Download the SEDAAG By-Laws2022.

BYLAWS SOUTHEASTERN DIVISION OF THE ASSOCIATION OF AMERICAN GEOGRAPHERS (Adopted November 24, 1975; amended November 23, 1976, November 21, 1978, November 23, 1981, June 20, 1983, November 22, 1988, November 20, 1990, November 23, 1999, November 21, 2000, November 20, 2001, November 20, 2007, November 25, 2008, November 19, 2018, and November 21, 2022).


The name of this organization shall be the Southeastern Division of the Association of American Geographers (AAG).

SECTION 2. Objectives

The objectives of the Division shall be those of the parent organization: to further professional investigations in geography and to encourage the application of geographic findings in education, government, and business. The Division shall support these objectives by promoting acquaintance and discussion among its members and with scholars in related fields, by stimulating research and encouraging the publication of scholarly studies, and by performing services to aid the advancement of the field of geography.

SECTION 3. Authority

The Division is organized in accordance with Article VI of the Constitution of the American Association of Geographers. Nothing in these Bylaws shall be construed in contradiction of that Constitution, and in case of conflict the Constitution and official actions of the Council of the AAG shall be considered the final authorities.

SECTION 4. Membership

A. Persons and institutions interested in the objectives of the Division are eligible for membership.

B. Classes of Members.

Regular Members. Individuals who are members of the AAG may become regular members of the Division upon payment of full Divisional dues. 

Participating Members.

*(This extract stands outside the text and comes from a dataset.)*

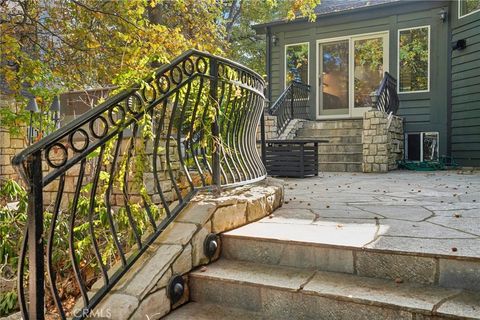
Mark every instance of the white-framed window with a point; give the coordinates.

Individuals who are not members of the AAG but who are interested in the objectives of the Division may become participating members upon payment of full Divisional dues. 

Student Members. Individuals who are certified to be enrolled as full-time or part- time students and who are not employed full time may become student members of the Division upon payment of 50 percent of full Divisional dues. Those who are members of the AAG become regular student members; others become participating student members.

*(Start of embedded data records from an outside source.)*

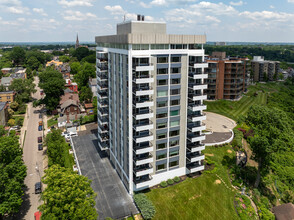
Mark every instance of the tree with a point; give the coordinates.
(18, 55)
(52, 83)
(85, 94)
(81, 52)
(67, 195)
(23, 88)
(75, 67)
(82, 77)
(12, 175)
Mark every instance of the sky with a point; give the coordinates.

Retired Members. Individuals who retire may become retired members of the Division upon payment of 50 percent of full Divisional dues.

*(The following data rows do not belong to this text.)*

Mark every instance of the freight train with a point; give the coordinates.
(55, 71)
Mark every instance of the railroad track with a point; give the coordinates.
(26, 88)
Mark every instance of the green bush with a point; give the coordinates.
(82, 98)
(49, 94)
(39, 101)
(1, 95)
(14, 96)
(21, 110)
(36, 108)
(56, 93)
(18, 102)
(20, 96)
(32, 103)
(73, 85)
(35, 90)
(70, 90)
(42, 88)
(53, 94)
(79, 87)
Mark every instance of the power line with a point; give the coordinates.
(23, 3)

Institutional Members. Institutions of higher learning, schools, firms, corporations, libraries, associations, and subdivisions of such organizations may become institutional members upon payment of full Divisional dues. Institutional membership is vested in the institution itself, not in the individuals who belong to it.

Patron Members. Individuals or institutional members who pay an annual contribution of as much as five times the full Divisional dues shall be recognized as patron members. A list of patron members shall be published annually in the Southeastern Geographer.

Honorary Life Members. Honorary life memberships, free of the payment of Divisional dues, may be granted to individual members in recognition of outstanding service to the Division and the profession, upon recommendation of the Honors Committee and approval by the Steering Committee.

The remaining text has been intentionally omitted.